Practically speaking, if a state representative does not support a tax credit development in their district, that development is very unlikely to be built. Of the 32 projects that received opposition or neutrality from a representative this year, only one project, in a rural region with little competition, narrowly won an allocation of tax credits. The other 31 projects either didn’t score well enough due to a representative’s negative or neutral score, or withdrew from the competition altogether before awards were announced, knowing that their chances of winning were slim to none.
This year 13 state House members had the opportunity to submit a letter on more than one project seeking an award within their district. Their individual actions are a microcosm for the program-wide effect of state representative letters. Five of the 13 representatives chose to not submit a letter on multiple or all projects in their district; the 11 projects that fell victim to this inaction have an average tract poverty rate of just 7 percent. Four other representatives chose to support family or elderly developments in high poverty areas while simultaneously opposing family developments in low poverty areas — exactly the opposite of what we would expect from a state that claims to be “affirmatively furthering fair housing.”

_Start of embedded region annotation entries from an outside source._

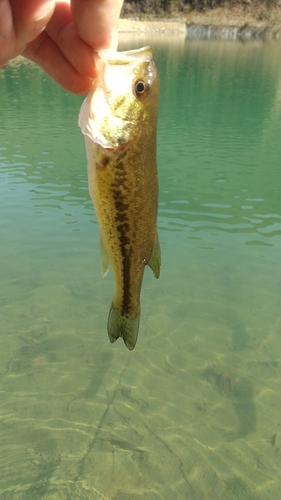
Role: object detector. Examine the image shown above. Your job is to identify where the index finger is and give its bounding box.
[71,0,123,50]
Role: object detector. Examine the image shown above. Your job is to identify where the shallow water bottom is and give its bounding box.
[0,232,281,500]
[0,38,281,500]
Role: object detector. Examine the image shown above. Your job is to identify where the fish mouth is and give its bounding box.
[98,46,152,65]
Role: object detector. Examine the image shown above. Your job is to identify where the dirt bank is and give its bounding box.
[119,4,281,37]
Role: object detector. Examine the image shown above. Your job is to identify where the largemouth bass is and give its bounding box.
[79,47,160,350]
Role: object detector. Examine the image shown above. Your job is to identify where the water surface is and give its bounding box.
[0,37,281,500]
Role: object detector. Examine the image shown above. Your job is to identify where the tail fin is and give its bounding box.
[107,303,140,351]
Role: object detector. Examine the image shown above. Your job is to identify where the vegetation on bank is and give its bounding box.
[121,0,281,20]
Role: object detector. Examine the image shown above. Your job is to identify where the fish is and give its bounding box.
[78,47,161,351]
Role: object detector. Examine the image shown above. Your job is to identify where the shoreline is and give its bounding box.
[118,6,281,40]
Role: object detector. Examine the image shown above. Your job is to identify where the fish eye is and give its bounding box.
[134,80,148,97]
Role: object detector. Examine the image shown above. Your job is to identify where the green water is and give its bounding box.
[0,36,281,500]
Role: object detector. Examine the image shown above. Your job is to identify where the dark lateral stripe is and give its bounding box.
[112,159,132,314]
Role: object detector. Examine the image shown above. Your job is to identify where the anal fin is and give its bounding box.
[147,232,161,278]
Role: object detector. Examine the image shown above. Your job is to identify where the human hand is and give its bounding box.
[0,0,122,94]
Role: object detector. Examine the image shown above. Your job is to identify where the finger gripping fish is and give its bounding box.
[79,47,160,350]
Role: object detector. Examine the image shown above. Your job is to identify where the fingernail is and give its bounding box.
[34,0,55,22]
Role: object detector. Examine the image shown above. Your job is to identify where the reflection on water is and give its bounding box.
[0,36,281,500]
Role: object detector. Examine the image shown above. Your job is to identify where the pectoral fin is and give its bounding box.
[100,236,110,278]
[147,233,161,278]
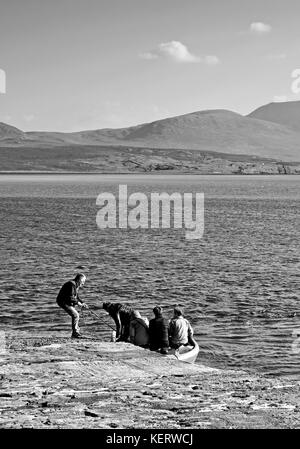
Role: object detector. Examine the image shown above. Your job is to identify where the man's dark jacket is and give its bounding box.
[56,281,80,306]
[149,315,169,351]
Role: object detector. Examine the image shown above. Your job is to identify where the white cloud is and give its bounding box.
[158,41,200,62]
[23,114,35,122]
[267,53,287,61]
[140,41,220,65]
[273,95,288,103]
[139,52,158,59]
[250,22,272,35]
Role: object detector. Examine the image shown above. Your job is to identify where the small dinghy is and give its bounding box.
[169,343,199,363]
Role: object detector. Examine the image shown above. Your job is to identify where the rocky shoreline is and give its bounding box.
[0,332,300,429]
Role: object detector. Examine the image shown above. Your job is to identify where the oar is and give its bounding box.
[87,309,115,330]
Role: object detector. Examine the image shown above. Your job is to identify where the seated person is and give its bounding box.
[103,302,133,341]
[129,310,149,348]
[149,306,169,354]
[169,306,196,349]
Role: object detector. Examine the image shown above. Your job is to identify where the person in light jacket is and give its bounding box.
[169,306,196,349]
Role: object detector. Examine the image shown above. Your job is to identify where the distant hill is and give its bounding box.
[248,101,300,131]
[0,102,300,162]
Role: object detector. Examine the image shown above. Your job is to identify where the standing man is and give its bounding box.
[169,306,196,349]
[56,273,88,338]
[149,306,169,354]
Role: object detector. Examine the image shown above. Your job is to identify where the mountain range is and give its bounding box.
[0,101,300,168]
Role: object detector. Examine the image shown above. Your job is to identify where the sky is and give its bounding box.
[0,0,300,132]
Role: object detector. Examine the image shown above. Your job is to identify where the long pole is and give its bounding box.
[87,309,115,330]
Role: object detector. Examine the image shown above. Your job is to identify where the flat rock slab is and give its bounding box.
[0,332,300,429]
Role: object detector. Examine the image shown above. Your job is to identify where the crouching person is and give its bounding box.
[169,306,196,349]
[149,306,169,354]
[56,273,88,338]
[102,302,133,341]
[129,310,149,348]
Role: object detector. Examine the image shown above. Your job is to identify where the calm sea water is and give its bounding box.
[0,175,300,377]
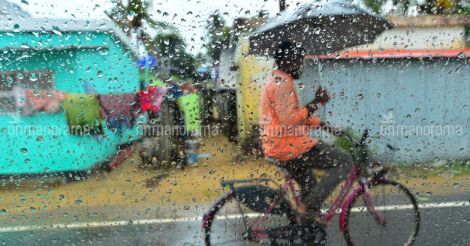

The effect of support points is striking. This year, projects located in Census tracts where the median household income (MHI) is in the bottom quarter of the county or metro area made up only 27 percent of the original pool of applicants. Yet they make up 33 percent of the awardees after support points were factored in. Conversely, projects in highest quarter of MHI tracts made up 49 percent of the original pool of applicants, but only 39 percent of awardees.
Additionally, elderly-only projects fare differently than general population projects where families can live. Elderly developments are often (though not always) more politically palatable for representatives to support, as neighbors are often less opposed to housing for elderly people being built in their neighborhood. The average tract poverty rate for the 17 elderly developments (removing one outlier at 57 percent) is only 12 percent, while the same for the 45 family development awardees this year (removing one outlier at 50 percent) is 17 percent. Nearly half of elderly awardees are located in tracts where the poverty rate is less than 10 percent, yet less than a quarter of projects for families received an award in these same high opportunity areas, despite the fact the 40 percent of the original pool of family applicants were located in such areas.
Take the Dallas-Fort Worth area, which has been at the center of a fair housing controversy over the use of tax credits that reached the U.S. Supreme Court earlier this year. Eight tax credit developments in DFW received an award this year. Before support points were added, the eight highest-scoring developments had:
- 709 low income family units in seven developments
- 123 elderly units in one development
After support points were added, however, the top eight developments had only:
- 337 family units in three developments
- 601 elderly units in five developments
All but one of the original top eight received a neutral or opposing response from a state representative, and four received all other types of support points. While the pre-support applications had an average tract poverty rate of 8.7 percent, the post-support awardees have a rate of 15.9 percent, with two of the three family developments in tracts where poverty rates exceed 35 percent.
The housing tax credit award system should fund housing for families with children in high quality neighborhoods. But as long as state representatives have executive power to approve or veto tax credit housing in their districts, housing will be disproportionately located in low opportunity areas and disproportionately skewed toward more politically palatable elderly-only developments.